Features
Color extractor
Extract a usable palette from any image — hex / RGB / HSL swatches sorted by visual dominance, plus a single-pixel eyedropper.
What it does
The Color Extractor analyses an image and returns the most visually dominant colours, ready for use in a design system, brand guide, or palette swatch. Output is a sorted list of colour swatches with hex, RGB, and HSL values, plus the percentage of the image each colour occupies.
Typical uses:
- Pulling a brand palette out of a reference photo.
- Sampling colours from a hero image to build matching CSS.
- Generating UI accents that complement a piece of artwork.
- Quickly grabbing a single colour from a logo without opening a graphics editor.
How extraction works
The image is downsampled to a manageable working size, then the pixels are quantised into a 32-level RGB cube.

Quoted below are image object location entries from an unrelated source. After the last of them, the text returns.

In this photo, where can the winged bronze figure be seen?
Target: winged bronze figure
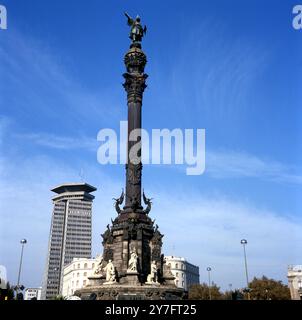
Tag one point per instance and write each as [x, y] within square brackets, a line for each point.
[137, 32]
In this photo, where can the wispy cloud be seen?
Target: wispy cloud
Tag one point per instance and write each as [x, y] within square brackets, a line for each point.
[59, 142]
[44, 80]
[205, 229]
[233, 164]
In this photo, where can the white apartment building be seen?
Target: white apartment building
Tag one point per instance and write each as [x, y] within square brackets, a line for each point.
[185, 273]
[75, 275]
[33, 293]
[294, 275]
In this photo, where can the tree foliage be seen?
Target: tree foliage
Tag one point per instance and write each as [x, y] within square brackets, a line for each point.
[268, 289]
[202, 292]
[8, 293]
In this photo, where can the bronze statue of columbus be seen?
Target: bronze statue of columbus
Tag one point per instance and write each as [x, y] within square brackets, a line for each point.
[137, 31]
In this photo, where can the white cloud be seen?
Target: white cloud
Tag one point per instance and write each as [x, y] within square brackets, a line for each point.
[232, 164]
[59, 142]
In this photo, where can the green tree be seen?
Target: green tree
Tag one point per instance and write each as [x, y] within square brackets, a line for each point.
[201, 292]
[268, 289]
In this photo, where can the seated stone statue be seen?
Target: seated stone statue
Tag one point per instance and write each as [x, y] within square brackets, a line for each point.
[98, 266]
[152, 277]
[110, 272]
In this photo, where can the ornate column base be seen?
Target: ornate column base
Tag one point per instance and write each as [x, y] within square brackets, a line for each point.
[132, 278]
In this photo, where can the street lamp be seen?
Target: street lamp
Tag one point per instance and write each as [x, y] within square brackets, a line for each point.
[244, 243]
[209, 274]
[23, 242]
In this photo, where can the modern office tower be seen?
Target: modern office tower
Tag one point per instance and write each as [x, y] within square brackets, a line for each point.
[70, 233]
[32, 293]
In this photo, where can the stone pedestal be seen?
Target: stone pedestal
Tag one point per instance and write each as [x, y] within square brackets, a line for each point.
[125, 292]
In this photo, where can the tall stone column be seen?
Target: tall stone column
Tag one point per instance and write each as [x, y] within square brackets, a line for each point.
[135, 78]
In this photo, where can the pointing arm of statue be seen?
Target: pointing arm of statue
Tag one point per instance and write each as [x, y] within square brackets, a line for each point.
[130, 20]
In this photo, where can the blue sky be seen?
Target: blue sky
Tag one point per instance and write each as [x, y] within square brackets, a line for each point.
[230, 67]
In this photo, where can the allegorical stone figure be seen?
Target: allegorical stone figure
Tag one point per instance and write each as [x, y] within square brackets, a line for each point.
[98, 266]
[137, 31]
[110, 272]
[132, 264]
[152, 277]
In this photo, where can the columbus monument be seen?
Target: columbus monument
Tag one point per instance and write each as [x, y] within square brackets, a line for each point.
[132, 265]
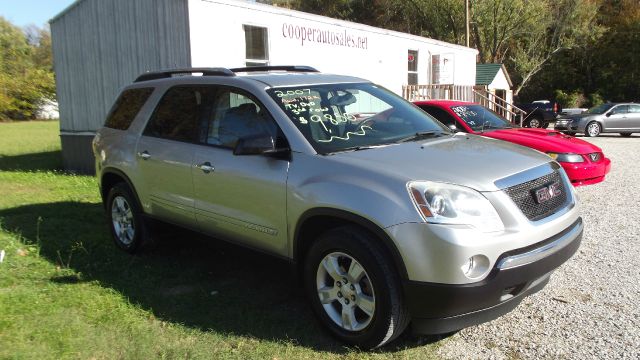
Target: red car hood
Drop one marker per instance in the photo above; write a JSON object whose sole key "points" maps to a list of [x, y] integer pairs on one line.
{"points": [[543, 140]]}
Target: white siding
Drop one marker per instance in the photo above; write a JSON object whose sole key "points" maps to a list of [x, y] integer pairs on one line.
{"points": [[217, 39], [100, 46]]}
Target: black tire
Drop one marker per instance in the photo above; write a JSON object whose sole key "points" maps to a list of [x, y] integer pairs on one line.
{"points": [[592, 129], [130, 241], [534, 122], [379, 281]]}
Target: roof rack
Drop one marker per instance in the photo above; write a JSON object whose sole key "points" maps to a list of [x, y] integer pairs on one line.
{"points": [[169, 73], [163, 74], [290, 68]]}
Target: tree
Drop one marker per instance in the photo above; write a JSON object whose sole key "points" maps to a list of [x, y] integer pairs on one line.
{"points": [[26, 71], [568, 25]]}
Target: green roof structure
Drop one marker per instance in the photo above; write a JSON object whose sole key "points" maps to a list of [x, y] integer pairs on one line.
{"points": [[486, 73]]}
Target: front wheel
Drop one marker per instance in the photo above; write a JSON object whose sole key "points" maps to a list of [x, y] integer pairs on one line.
{"points": [[593, 129], [354, 289]]}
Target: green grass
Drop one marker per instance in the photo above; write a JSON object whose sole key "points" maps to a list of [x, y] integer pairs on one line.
{"points": [[67, 292]]}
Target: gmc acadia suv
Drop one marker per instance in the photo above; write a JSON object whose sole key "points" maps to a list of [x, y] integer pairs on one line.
{"points": [[390, 217]]}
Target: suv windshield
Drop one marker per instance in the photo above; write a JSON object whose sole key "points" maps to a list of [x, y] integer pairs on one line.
{"points": [[339, 117], [600, 109], [480, 118]]}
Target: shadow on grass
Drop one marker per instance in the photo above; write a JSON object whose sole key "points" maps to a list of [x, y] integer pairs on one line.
{"points": [[51, 160], [189, 279]]}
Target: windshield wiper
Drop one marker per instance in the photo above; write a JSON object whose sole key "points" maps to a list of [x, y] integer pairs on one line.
{"points": [[355, 148], [421, 135]]}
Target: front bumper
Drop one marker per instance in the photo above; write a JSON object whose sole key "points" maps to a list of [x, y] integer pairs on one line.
{"points": [[441, 308]]}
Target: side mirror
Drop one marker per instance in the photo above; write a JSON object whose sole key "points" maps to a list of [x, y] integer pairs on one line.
{"points": [[258, 145]]}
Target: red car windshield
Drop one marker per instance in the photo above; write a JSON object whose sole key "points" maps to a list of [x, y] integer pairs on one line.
{"points": [[480, 118]]}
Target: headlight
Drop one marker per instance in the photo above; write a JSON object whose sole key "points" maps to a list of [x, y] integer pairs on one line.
{"points": [[573, 158], [441, 203]]}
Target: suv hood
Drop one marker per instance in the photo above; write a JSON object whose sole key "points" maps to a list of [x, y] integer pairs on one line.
{"points": [[463, 159], [577, 116], [544, 140]]}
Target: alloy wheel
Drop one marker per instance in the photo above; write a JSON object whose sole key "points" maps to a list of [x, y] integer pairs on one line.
{"points": [[345, 291], [593, 129], [122, 220]]}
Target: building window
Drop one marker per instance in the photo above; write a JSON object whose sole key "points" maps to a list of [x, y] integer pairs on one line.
{"points": [[412, 66], [256, 45]]}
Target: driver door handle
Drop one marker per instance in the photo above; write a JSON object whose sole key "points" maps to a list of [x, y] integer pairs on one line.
{"points": [[144, 155], [205, 167]]}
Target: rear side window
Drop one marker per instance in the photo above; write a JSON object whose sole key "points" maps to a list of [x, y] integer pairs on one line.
{"points": [[126, 108], [177, 116]]}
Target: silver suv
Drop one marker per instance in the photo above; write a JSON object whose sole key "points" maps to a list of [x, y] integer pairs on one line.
{"points": [[605, 118], [389, 217]]}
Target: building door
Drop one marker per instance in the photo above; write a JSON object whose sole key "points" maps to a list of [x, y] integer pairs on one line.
{"points": [[500, 99]]}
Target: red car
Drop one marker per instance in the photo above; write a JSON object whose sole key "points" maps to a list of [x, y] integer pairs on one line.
{"points": [[584, 162]]}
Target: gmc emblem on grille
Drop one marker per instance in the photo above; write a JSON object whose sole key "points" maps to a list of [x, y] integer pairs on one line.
{"points": [[548, 192]]}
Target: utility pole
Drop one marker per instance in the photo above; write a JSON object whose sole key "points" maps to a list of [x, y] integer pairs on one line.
{"points": [[466, 21]]}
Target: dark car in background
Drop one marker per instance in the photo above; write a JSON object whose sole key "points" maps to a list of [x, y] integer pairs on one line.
{"points": [[622, 118], [539, 113]]}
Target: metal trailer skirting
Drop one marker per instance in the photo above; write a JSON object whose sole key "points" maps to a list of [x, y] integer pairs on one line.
{"points": [[77, 155]]}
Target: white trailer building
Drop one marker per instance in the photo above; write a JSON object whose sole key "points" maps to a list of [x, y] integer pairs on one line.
{"points": [[101, 45]]}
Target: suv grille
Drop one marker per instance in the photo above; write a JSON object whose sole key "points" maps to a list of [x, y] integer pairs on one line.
{"points": [[524, 195]]}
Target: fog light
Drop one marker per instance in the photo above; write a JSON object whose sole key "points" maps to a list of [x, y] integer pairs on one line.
{"points": [[475, 267]]}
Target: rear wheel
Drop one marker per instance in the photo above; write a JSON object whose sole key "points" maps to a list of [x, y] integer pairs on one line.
{"points": [[125, 219], [593, 129], [354, 289]]}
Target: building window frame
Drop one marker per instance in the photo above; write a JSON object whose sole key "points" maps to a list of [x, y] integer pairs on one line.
{"points": [[256, 56]]}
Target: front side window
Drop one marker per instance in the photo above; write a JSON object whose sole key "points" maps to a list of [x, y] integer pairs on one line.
{"points": [[339, 117], [620, 109], [235, 115], [256, 45], [600, 109], [127, 107], [479, 118], [440, 114], [177, 115]]}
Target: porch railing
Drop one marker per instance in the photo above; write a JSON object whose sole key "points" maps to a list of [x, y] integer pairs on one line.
{"points": [[478, 94]]}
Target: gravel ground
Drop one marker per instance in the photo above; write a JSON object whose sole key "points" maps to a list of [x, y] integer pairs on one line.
{"points": [[591, 307]]}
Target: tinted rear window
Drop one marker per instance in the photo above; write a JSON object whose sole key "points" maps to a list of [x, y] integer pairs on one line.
{"points": [[178, 113], [127, 107]]}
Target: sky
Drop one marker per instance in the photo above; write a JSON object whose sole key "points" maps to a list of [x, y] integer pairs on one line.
{"points": [[31, 12]]}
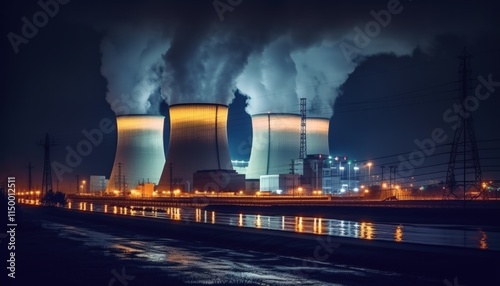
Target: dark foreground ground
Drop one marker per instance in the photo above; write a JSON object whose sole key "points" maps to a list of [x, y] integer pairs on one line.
{"points": [[44, 258]]}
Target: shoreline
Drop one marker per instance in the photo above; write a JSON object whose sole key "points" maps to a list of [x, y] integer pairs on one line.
{"points": [[434, 262], [476, 216]]}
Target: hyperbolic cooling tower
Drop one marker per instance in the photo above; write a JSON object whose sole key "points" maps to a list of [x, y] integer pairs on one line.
{"points": [[317, 135], [275, 142], [139, 153], [198, 141]]}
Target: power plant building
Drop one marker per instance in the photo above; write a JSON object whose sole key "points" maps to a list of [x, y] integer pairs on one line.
{"points": [[275, 142], [140, 155], [317, 135], [198, 142]]}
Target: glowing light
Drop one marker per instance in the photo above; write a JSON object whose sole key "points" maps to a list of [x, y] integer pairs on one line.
{"points": [[398, 235]]}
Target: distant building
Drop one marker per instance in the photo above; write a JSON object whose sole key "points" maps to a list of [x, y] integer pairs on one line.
{"points": [[218, 181], [240, 166], [340, 176], [98, 184]]}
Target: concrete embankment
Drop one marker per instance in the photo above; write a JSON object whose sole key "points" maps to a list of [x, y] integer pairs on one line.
{"points": [[435, 262]]}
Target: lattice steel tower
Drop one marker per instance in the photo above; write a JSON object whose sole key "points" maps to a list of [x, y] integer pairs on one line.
{"points": [[463, 177], [303, 138]]}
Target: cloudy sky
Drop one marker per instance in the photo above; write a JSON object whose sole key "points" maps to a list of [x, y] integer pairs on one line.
{"points": [[385, 72]]}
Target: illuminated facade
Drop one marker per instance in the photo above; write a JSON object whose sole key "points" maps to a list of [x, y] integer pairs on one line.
{"points": [[198, 141], [317, 135], [140, 155]]}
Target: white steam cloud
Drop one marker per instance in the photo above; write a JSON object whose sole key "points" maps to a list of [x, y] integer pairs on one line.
{"points": [[132, 63]]}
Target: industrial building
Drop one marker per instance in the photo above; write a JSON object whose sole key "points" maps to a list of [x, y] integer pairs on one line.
{"points": [[140, 155], [281, 184], [97, 184], [218, 181], [198, 142], [275, 142], [340, 176]]}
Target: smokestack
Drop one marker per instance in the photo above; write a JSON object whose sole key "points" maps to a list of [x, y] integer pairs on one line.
{"points": [[139, 152], [317, 135], [275, 141], [198, 141]]}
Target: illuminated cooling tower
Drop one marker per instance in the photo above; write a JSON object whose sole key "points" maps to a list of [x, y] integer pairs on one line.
{"points": [[198, 141], [317, 135], [275, 142], [139, 153]]}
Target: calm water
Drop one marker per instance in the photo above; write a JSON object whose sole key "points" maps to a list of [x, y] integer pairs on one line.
{"points": [[195, 263], [447, 235]]}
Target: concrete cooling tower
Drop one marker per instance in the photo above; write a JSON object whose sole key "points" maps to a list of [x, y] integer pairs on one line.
{"points": [[198, 141], [317, 135], [275, 142], [139, 153]]}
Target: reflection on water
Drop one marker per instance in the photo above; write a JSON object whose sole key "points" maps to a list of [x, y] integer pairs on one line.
{"points": [[482, 241], [366, 230], [424, 234], [200, 264]]}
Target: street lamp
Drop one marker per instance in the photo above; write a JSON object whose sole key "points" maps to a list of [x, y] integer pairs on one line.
{"points": [[356, 178], [349, 178], [369, 164]]}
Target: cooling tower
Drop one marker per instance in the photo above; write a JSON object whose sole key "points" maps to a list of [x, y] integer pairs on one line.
{"points": [[198, 141], [139, 152], [275, 142], [317, 135]]}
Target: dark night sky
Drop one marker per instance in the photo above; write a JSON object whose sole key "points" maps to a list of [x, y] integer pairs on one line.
{"points": [[394, 93]]}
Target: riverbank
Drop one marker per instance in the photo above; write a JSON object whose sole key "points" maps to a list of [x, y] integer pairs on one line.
{"points": [[45, 253], [435, 215]]}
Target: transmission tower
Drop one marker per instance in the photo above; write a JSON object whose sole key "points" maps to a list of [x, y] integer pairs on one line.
{"points": [[47, 171], [464, 169], [303, 139]]}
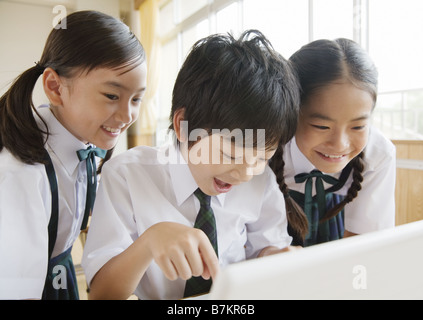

Counts per bucket are aggregated and the top N clusters are returned, each with its centroid colour (the mean of the pixels in that bucket).
This is intentionally faster than full k-means clustering — it produces results in milliseconds even on phone-class devices, and the centroid colours are stable across re-runs.
Palette size
You choose how many swatches to return: 3, 6, 9, or 12. The defaults:
- 3 swatches — primary brand palette starting point.
- 6 swatches — most common choice; gives a useful primary + accent + neutrals split.
- 9 or 12 — for richer artwork or when you need shading variants of the same hue.
Increasing the count never changes the top results — the palette is sorted by occurrence, so the first 3 entries at "12 swatches" are the same 3 you'd get at "3 swatches".
Sampling at a single point
There is also a single-pixel eyedropper mode. Click anywhere on the image and the tool returns the exact RGBA at that point — useful for verifying a colour that the AI cluster missed (e.g. a small accent in a logo).
Output formats
For each swatch you get:
- Hex (
#RRGGBB) - RGB tuple (
rgb(255, 138, 0)) - HSL tuple (
hsl(32, 100%, 50%)) - Approximate weight (
12.4 %of the image)
Click any value to copy it to clipboard. A "Copy all as CSS variables" button outputs a ready-to-paste :root block.
Tips
- Use the original image, not a screenshot. Re-encoded JPEGs introduce noise that splits clean brand colours into multiple slightly-different clusters.
- Crop to the brand area before extracting — if a photo contains a lot of background, the palette will be dominated by the background colour.
- For a true brand palette, extract from the official brand guide PDF (use the PDF background remover to clean the page first if needed).
Privacy
All analysis runs in-browser. Your image is never uploaded.